Last week I wasn't speaking all that much. Not to say I didn't want to speak, just that I was having a lot of fun reading squiggles on a page and making them into sounds in my head, which didn't put much of a strain on my vocal chords. After a few days of English teaching, blabbing and being blabbed at for hours on end, my vocal chords were a bit strained, and I woke up this morning with a nasty sore throat.
The local groceries don't carry honey, so I walked down to the supermarket in the local department store, which didn't open until ten. I could see the staff scurrying around inside behind the glass doors setting up displays and straightening uniforms. The first row of doors had been opened to give those customers waiting outside access to seats in the entranceway. They were all taken up by fierce looking old women by the time I got there. (There is a brilliant word for fierce old battleaxe Japanese women: "oba-ttarion", which combines the Japanese word for older woman "obasan" with the English battalion. Pops into my head every time one of them shoves their way onto a crowded train draped with shopping bags.)
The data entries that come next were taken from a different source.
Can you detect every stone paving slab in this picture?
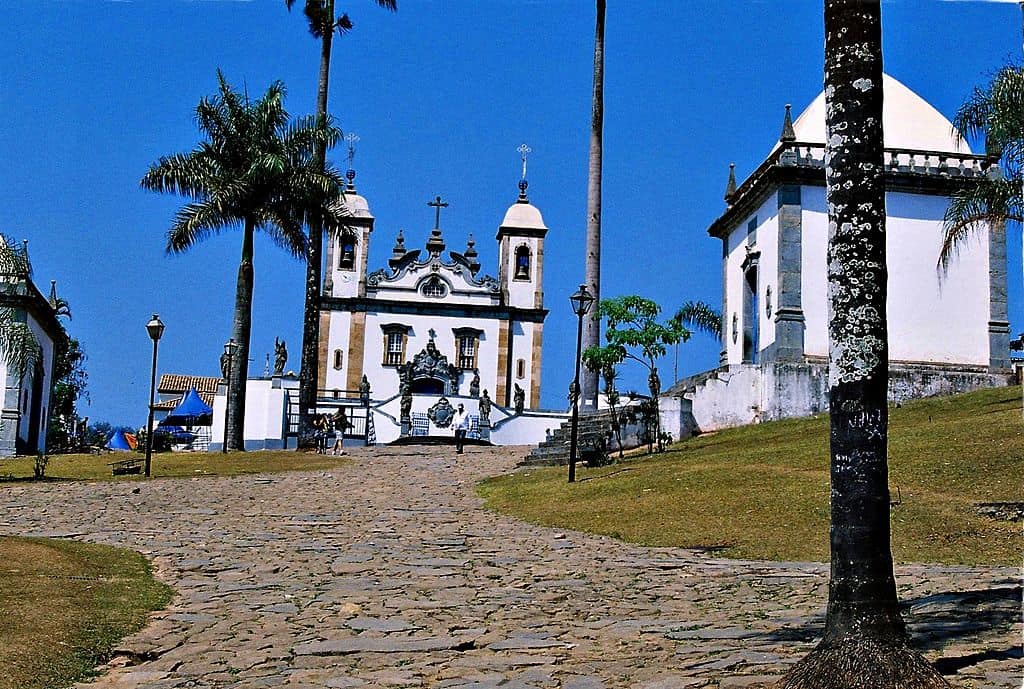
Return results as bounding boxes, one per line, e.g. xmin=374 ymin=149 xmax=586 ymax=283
xmin=0 ymin=445 xmax=1019 ymax=688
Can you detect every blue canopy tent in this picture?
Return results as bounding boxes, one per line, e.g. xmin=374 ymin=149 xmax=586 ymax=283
xmin=106 ymin=429 xmax=133 ymax=452
xmin=163 ymin=388 xmax=214 ymax=427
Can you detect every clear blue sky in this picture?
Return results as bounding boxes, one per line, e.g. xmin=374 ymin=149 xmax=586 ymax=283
xmin=1 ymin=1 xmax=1019 ymax=427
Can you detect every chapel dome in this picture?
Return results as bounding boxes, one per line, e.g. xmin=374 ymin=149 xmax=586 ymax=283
xmin=500 ymin=200 xmax=547 ymax=230
xmin=777 ymin=73 xmax=969 ymax=154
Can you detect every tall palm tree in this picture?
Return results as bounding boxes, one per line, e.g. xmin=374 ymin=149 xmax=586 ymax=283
xmin=0 ymin=236 xmax=42 ymax=388
xmin=142 ymin=72 xmax=347 ymax=451
xmin=780 ymin=2 xmax=948 ymax=687
xmin=940 ymin=64 xmax=1023 ymax=268
xmin=286 ymin=0 xmax=397 ymax=450
xmin=581 ymin=0 xmax=605 ymax=412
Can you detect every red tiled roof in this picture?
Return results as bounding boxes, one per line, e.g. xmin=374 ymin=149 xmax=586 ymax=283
xmin=157 ymin=374 xmax=221 ymax=395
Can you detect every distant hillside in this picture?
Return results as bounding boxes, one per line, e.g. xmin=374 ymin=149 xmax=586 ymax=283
xmin=479 ymin=387 xmax=1024 ymax=565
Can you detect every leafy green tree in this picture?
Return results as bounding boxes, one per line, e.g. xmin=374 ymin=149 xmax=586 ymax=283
xmin=286 ymin=0 xmax=397 ymax=450
xmin=141 ymin=72 xmax=348 ymax=450
xmin=582 ymin=296 xmax=689 ymax=453
xmin=46 ymin=336 xmax=88 ymax=453
xmin=781 ymin=1 xmax=947 ymax=687
xmin=941 ymin=63 xmax=1023 ymax=270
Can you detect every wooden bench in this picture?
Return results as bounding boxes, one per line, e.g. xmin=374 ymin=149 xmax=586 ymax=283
xmin=108 ymin=458 xmax=143 ymax=476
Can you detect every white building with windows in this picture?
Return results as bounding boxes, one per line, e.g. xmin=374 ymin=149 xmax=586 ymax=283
xmin=663 ymin=74 xmax=1013 ymax=436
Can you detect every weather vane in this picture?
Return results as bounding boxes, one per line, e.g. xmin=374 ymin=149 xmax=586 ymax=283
xmin=517 ymin=143 xmax=531 ymax=181
xmin=345 ymin=132 xmax=360 ymax=168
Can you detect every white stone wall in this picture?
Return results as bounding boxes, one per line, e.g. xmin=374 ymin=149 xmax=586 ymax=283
xmin=723 ymin=192 xmax=779 ymax=365
xmin=210 ymin=379 xmax=288 ymax=451
xmin=800 ymin=186 xmax=990 ymax=365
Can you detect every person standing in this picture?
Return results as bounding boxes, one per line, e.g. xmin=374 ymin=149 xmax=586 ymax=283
xmin=452 ymin=403 xmax=470 ymax=454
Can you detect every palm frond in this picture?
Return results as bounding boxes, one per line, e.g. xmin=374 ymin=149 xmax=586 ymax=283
xmin=940 ymin=175 xmax=1024 ymax=271
xmin=166 ymin=200 xmax=239 ymax=253
xmin=0 ymin=310 xmax=41 ymax=380
xmin=674 ymin=301 xmax=722 ymax=337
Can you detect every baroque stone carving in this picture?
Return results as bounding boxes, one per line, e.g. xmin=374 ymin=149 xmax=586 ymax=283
xmin=274 ymin=338 xmax=287 ymax=376
xmin=428 ymin=397 xmax=455 ymax=429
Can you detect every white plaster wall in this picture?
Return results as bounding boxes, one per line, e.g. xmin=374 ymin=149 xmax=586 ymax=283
xmin=323 ymin=310 xmax=352 ymax=392
xmin=509 ymin=320 xmax=537 ymax=406
xmin=17 ymin=314 xmax=55 ymax=452
xmin=210 ymin=380 xmax=287 ymax=448
xmin=687 ymin=365 xmax=762 ymax=431
xmin=490 ymin=411 xmax=566 ymax=446
xmin=724 ymin=192 xmax=778 ymax=365
xmin=800 ymin=186 xmax=989 ymax=365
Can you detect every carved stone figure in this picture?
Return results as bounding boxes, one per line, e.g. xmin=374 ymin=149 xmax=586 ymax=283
xmin=400 ymin=385 xmax=413 ymax=422
xmin=479 ymin=389 xmax=492 ymax=425
xmin=220 ymin=350 xmax=231 ymax=380
xmin=274 ymin=337 xmax=287 ymax=376
xmin=513 ymin=384 xmax=525 ymax=414
xmin=359 ymin=374 xmax=371 ymax=400
xmin=469 ymin=369 xmax=480 ymax=397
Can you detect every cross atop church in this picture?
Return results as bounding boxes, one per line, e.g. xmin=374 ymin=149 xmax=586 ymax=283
xmin=428 ymin=195 xmax=449 ymax=229
xmin=517 ymin=143 xmax=531 ymax=181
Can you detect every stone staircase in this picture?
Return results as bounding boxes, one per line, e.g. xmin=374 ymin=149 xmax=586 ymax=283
xmin=520 ymin=409 xmax=619 ymax=467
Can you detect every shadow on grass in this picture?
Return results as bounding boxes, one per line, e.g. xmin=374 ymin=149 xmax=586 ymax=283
xmin=749 ymin=583 xmax=1022 ymax=674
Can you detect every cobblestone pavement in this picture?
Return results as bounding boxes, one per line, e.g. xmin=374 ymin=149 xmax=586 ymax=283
xmin=1 ymin=446 xmax=1020 ymax=689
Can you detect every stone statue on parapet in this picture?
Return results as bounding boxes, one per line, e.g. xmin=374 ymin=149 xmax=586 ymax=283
xmin=469 ymin=369 xmax=480 ymax=397
xmin=274 ymin=337 xmax=287 ymax=376
xmin=359 ymin=374 xmax=371 ymax=400
xmin=479 ymin=389 xmax=492 ymax=425
xmin=513 ymin=384 xmax=525 ymax=415
xmin=220 ymin=349 xmax=231 ymax=380
xmin=400 ymin=384 xmax=413 ymax=422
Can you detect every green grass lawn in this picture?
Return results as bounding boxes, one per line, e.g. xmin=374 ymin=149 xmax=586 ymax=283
xmin=478 ymin=386 xmax=1024 ymax=566
xmin=0 ymin=537 xmax=172 ymax=689
xmin=0 ymin=449 xmax=349 ymax=482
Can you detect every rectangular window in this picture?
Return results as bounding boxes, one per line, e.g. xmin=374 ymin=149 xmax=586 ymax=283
xmin=746 ymin=217 xmax=758 ymax=246
xmin=384 ymin=332 xmax=405 ymax=366
xmin=458 ymin=335 xmax=477 ymax=370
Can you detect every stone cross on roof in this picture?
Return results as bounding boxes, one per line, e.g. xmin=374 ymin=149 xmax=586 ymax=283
xmin=428 ymin=195 xmax=449 ymax=229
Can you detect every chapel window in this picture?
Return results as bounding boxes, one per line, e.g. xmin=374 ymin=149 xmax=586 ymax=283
xmin=453 ymin=328 xmax=482 ymax=370
xmin=516 ymin=358 xmax=526 ymax=380
xmin=421 ymin=276 xmax=447 ymax=298
xmin=338 ymin=235 xmax=356 ymax=270
xmin=514 ymin=245 xmax=531 ymax=281
xmin=381 ymin=324 xmax=410 ymax=366
xmin=333 ymin=349 xmax=343 ymax=370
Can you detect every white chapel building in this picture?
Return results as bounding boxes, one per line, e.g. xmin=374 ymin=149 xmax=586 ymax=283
xmin=663 ymin=74 xmax=1012 ymax=436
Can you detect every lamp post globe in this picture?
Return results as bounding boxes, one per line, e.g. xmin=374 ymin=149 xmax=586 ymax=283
xmin=568 ymin=285 xmax=594 ymax=483
xmin=144 ymin=313 xmax=164 ymax=478
xmin=222 ymin=338 xmax=236 ymax=453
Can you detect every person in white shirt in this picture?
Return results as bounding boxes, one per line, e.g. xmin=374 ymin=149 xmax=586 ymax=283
xmin=452 ymin=403 xmax=470 ymax=454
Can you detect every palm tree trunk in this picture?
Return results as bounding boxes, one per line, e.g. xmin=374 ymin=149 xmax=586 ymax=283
xmin=228 ymin=219 xmax=256 ymax=451
xmin=581 ymin=0 xmax=605 ymax=413
xmin=780 ymin=2 xmax=946 ymax=686
xmin=297 ymin=1 xmax=335 ymax=450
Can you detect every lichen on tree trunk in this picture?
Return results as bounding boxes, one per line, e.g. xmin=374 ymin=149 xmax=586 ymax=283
xmin=778 ymin=1 xmax=948 ymax=686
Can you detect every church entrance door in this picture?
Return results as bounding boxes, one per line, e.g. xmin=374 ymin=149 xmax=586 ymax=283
xmin=411 ymin=378 xmax=445 ymax=395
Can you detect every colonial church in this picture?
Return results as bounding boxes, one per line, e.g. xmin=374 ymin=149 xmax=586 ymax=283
xmin=662 ymin=74 xmax=1012 ymax=436
xmin=318 ymin=167 xmax=549 ymax=415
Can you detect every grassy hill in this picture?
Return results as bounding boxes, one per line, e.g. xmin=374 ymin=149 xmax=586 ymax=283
xmin=478 ymin=386 xmax=1023 ymax=565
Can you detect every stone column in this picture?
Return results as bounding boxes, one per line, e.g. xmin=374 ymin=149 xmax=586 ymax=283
xmin=772 ymin=184 xmax=805 ymax=362
xmin=719 ymin=237 xmax=728 ymax=366
xmin=988 ymin=218 xmax=1011 ymax=371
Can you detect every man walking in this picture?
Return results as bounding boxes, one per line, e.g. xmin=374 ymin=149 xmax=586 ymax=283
xmin=452 ymin=403 xmax=470 ymax=454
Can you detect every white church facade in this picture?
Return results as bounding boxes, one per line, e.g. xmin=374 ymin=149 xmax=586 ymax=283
xmin=663 ymin=75 xmax=1012 ymax=436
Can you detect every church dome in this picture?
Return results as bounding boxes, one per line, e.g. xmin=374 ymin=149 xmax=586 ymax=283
xmin=500 ymin=200 xmax=547 ymax=230
xmin=778 ymin=73 xmax=969 ymax=154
At precisely 10:00 the manager came and unlocked the door personally, then stood at attention and bowed to each individual customer as we walked in. I headed to the basement supermarket. There was a boy of about twenty standing with a plastic shopping basket, which he handed to me as I passed. I was the only customer in sight. The supermarket creeped me out. The entire staff, in uniform was standing at attention, one person at the end of each aisle. They would yell out Irrashaimase! ("Welcome honored customer!) as soon as I came with six feet of them. I wonder if they specify how close the customer should be before you yell.
I didn't see the order given, but after 5 minutes they were given permission to be at ease, and resumed shelving and scurrying, back to the normal frantic pace of a Japanese supermarket. Since older women are the only people who show up to a department store at opening time, guess all that bowing and scraping is for the oba-tarrion's, who I'm sure appreciate military discipline when they see it.